In order to use the IPython cluster, using the default configuration, you are supposed to connect to the controller node via ssh and run your code from there.
|hadoop_namenode||Run the Hadoop NameNode service|
|hadoop_jobtracker||Run the Hadoop JobTracker service|
|hadoop_datanode||Act as datanode for HDFS|
|hadoop_tasktracker||Act as tasktracker node accepting jobs from the JobTracker|
Hadoop playbook will install a basic hadoop cluster using the packages available on the Hadoop website. The only supported version so far is 1.1.2 x86_64 and it works both on CentOS and Ubuntu.
You must define only one hadoop_namenode and one hadoop_jobtracker. Configuration in which both roles belong to the same machines are not tested. You can mix hadoop_datanode and hadoop_tasktracker without problems though.
A snippet of a typical configuration for an Hadoop cluster is:
[cluster/hadoop] hadoop-name_nodes=1 hadoop-jobtracker_nodes=1 hadoop-task-data_nodes=10 setup_provider=ansible_hadoop ssh_to=hadoop-name ... [setup/ansible_hadoop] hadoop-name_groups=hadoop_namenode hadoop-jobtracker_groups=hadoop_jobtracker hadoop-task-data_groups=hadoop_tasktracker,hadoop_datanode ...

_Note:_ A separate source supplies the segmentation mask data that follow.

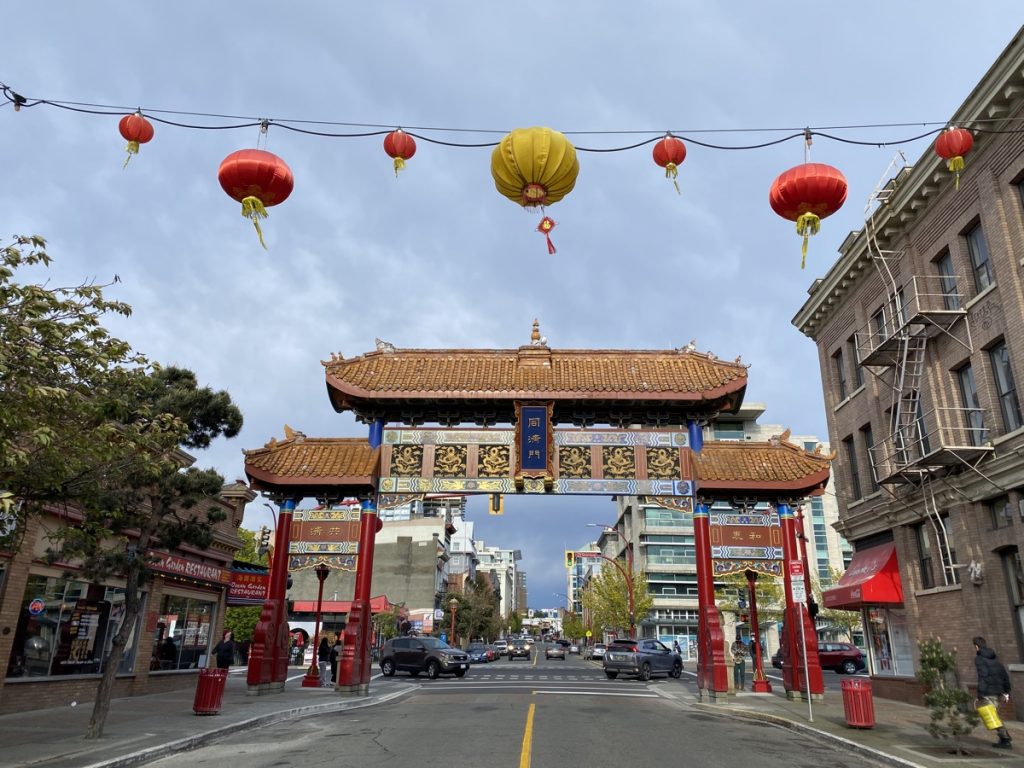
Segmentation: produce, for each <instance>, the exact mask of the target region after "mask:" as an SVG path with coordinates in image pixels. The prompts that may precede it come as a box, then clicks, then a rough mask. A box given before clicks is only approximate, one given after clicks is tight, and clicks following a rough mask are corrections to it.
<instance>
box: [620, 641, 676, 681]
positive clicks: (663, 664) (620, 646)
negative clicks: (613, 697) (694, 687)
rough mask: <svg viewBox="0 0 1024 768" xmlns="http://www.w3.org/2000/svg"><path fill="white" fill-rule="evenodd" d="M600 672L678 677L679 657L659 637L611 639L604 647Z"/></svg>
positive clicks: (649, 679)
mask: <svg viewBox="0 0 1024 768" xmlns="http://www.w3.org/2000/svg"><path fill="white" fill-rule="evenodd" d="M602 664H603V667H604V674H605V675H606V676H607V678H608V679H609V680H614V679H615V678H616V677H618V676H620V675H621V674H622V675H630V676H633V677H638V678H640V679H641V680H650V679H651V678H652V677H654V676H655V675H665V676H667V677H674V678H679V677H681V676H682V674H683V659H682V657H681V656H680V655H679V654H678V653H676V652H675V651H673V650H672V648H670V647H669V646H668V645H666V644H665V643H663V642H662V641H660V640H654V639H653V638H640V639H627V640H612V641H611V642H610V643H609V644H608V646H607V648H606V649H605V651H604V659H603V663H602Z"/></svg>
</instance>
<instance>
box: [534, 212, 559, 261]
mask: <svg viewBox="0 0 1024 768" xmlns="http://www.w3.org/2000/svg"><path fill="white" fill-rule="evenodd" d="M554 228H555V220H554V219H553V218H551V217H550V216H545V217H544V218H543V219H541V223H540V224H538V225H537V231H539V232H541V233H542V234H543V236H544V237H545V239H546V240H547V241H548V253H550V254H554V253H555V244H554V243H552V242H551V230H552V229H554Z"/></svg>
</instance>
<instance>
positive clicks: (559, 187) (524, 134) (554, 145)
mask: <svg viewBox="0 0 1024 768" xmlns="http://www.w3.org/2000/svg"><path fill="white" fill-rule="evenodd" d="M579 173H580V162H579V161H578V160H577V156H575V147H574V146H572V144H571V143H570V142H569V140H568V139H567V138H565V135H564V134H562V133H559V132H558V131H554V130H552V129H551V128H516V129H515V130H514V131H512V132H511V133H509V134H508V135H507V136H505V138H503V139H502V140H501V143H499V144H498V146H496V147H495V151H494V153H493V154H492V156H490V175H492V176H493V177H494V179H495V186H496V187H498V191H500V193H501V194H502V195H504V196H505V197H506V198H508V199H509V200H511V201H512V202H513V203H518V204H519V205H521V206H522V207H523V208H542V209H543V208H544V206H546V205H549V204H551V203H557V202H558V201H559V200H561V199H562V198H564V197H565V196H566V195H568V194H569V193H570V191H572V187H573V186H575V179H577V175H578V174H579ZM544 222H547V225H546V226H544V225H543V224H544ZM554 225H555V222H554V221H553V220H552V219H550V218H548V217H545V218H544V219H543V220H542V227H539V231H541V232H542V233H543V234H544V236H545V237H546V238H547V239H548V251H549V252H550V253H554V252H555V251H554V246H552V245H551V238H550V237H549V234H548V233H549V232H550V231H551V229H552V228H553V227H554Z"/></svg>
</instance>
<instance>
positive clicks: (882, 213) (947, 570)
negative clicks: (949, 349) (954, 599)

|gluster_data||Run a gluster brick|
|gluster_client||Install gluster client and install a gluster filesystem on /glusterfs|
This will install a GlusterFS using all the gluster_data nodes as bricks, and any gluster_client to mount this filesystem in /glusterfs.
Setup is very basic, and by default no replicas is set.

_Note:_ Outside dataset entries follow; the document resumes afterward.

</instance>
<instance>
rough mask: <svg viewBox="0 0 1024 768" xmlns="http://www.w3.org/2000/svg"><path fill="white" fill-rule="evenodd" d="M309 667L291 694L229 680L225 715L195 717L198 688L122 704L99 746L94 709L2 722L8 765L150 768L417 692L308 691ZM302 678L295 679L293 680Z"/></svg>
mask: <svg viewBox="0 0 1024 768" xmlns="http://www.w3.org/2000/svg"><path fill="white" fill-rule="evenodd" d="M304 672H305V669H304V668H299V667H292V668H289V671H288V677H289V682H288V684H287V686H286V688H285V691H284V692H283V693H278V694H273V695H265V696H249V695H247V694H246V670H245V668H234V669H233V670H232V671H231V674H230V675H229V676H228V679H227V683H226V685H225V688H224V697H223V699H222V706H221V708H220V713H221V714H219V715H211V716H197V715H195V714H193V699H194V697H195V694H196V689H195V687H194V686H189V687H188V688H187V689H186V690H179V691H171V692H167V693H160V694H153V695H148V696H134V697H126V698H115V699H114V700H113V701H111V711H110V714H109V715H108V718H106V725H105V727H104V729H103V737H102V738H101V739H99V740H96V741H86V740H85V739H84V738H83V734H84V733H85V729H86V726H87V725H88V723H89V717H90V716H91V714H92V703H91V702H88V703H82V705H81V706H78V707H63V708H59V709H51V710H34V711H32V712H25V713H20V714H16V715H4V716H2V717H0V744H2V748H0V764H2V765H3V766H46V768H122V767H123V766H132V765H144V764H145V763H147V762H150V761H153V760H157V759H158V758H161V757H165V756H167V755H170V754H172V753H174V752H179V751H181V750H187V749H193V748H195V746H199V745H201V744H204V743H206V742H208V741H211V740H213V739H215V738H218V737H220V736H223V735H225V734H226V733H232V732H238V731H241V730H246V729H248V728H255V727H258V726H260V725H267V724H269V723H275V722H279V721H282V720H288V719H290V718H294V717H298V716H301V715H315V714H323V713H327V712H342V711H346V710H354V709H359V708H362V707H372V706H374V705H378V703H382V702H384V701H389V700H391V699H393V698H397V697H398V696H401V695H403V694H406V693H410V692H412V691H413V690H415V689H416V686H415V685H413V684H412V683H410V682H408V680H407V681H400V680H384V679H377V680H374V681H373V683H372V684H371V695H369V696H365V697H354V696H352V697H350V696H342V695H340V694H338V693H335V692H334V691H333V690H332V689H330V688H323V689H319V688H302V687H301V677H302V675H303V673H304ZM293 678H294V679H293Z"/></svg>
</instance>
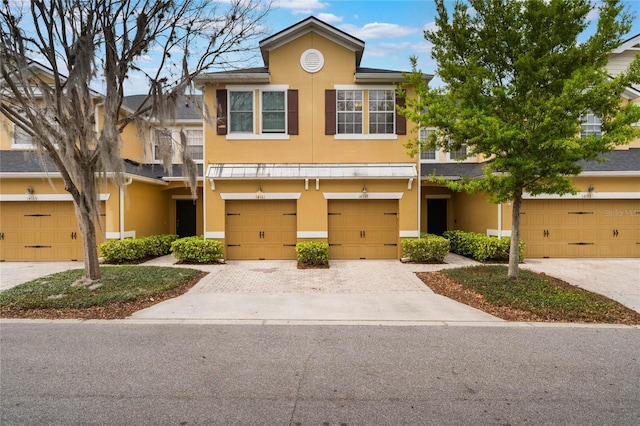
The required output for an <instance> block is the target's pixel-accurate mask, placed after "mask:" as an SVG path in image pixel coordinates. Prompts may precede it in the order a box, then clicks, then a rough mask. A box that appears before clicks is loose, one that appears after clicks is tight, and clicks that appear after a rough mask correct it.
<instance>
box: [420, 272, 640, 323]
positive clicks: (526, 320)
mask: <svg viewBox="0 0 640 426" xmlns="http://www.w3.org/2000/svg"><path fill="white" fill-rule="evenodd" d="M416 275H417V276H418V278H420V279H421V280H422V282H423V283H425V284H426V285H427V287H429V288H430V289H431V290H433V292H434V293H436V294H440V295H442V296H446V297H448V298H450V299H453V300H455V301H457V302H460V303H464V304H465V305H468V306H471V307H472V308H476V309H478V310H481V311H484V312H486V313H488V314H491V315H493V316H495V317H498V318H501V319H503V320H507V321H520V322H560V321H554V320H551V319H548V318H543V317H540V316H538V315H536V314H533V313H531V312H528V311H522V310H520V309H513V308H509V307H505V306H494V305H492V304H490V303H489V302H487V301H486V300H485V299H484V296H482V295H481V294H478V293H476V292H474V291H472V290H468V289H465V288H463V287H462V285H461V284H458V283H457V282H456V281H454V280H453V279H451V278H449V277H447V276H446V275H444V274H442V273H440V272H417V273H416ZM548 278H549V280H550V281H551V282H552V283H553V284H554V285H557V286H559V287H562V288H575V286H573V285H571V284H569V283H567V282H565V281H562V280H560V279H558V278H554V277H548ZM627 309H628V312H627V313H626V315H625V317H624V318H620V319H619V321H618V322H616V323H617V324H626V325H637V324H640V313H638V312H636V311H634V310H633V309H629V308H627Z"/></svg>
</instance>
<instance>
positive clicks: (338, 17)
mask: <svg viewBox="0 0 640 426" xmlns="http://www.w3.org/2000/svg"><path fill="white" fill-rule="evenodd" d="M317 18H318V19H320V20H321V21H324V22H327V23H332V22H342V17H341V16H336V15H334V14H333V13H318V16H317Z"/></svg>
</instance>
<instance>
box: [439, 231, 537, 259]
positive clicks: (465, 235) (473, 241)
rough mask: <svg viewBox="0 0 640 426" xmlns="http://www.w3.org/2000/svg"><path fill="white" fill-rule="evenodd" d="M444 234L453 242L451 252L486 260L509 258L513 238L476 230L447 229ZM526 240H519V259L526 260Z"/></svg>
mask: <svg viewBox="0 0 640 426" xmlns="http://www.w3.org/2000/svg"><path fill="white" fill-rule="evenodd" d="M443 236H444V237H445V238H447V239H448V240H449V241H450V242H451V252H452V253H456V254H459V255H461V256H466V257H470V258H472V259H475V260H478V261H480V262H484V261H487V260H495V261H505V260H509V248H510V246H511V238H509V237H506V238H496V237H487V236H486V235H483V234H479V233H476V232H464V231H445V232H444V234H443ZM524 247H525V245H524V242H523V241H522V240H520V242H519V247H518V248H519V250H518V251H519V253H518V257H519V259H518V260H519V261H520V262H522V261H523V260H524Z"/></svg>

To manage the gluster filesystem you need to connect to a gluster_data node.
|pvfs2_meta||Run the pvfs2 metadata service|
|pvfs2_data||Run the pvfs2 data node|
|pvfs2_client||configure as pvfs2 client and mount the filesystem|
The OrangeFS/PVFS2 playbook will configure a pvfs2 cluster. It downloads the software from the OrangeFS website, compile and install it on all the machine, and run the various server and client daemons.
In addiction, it will mount the filesystem in /pvfs2 on all the clients.
You can combine, for instance, a SLURM cluster with a PVFS2 cluster:
[cluster/slurm+pvfs2] frontend_nodes=1 compute_nodes=10 pvfs2-nodes=10 ssh_to=frontend setup_provider=ansible_slurm+pvfs2 ... [setup/ansible_slurm+pvfs2] frontend_groups=slurm_master,pvfs2_client compute_groups=slurm_clients,pvfs2_client pvfs-nodes_groups=pvfs2_meta,pvfs2_data ...
This configuration will create a SLURM cluster with 10 compute nodes, 10 data nodes and a frontend, and will mount the /pvfs2 directory from the data nodes to both the compute nodes and the frontend.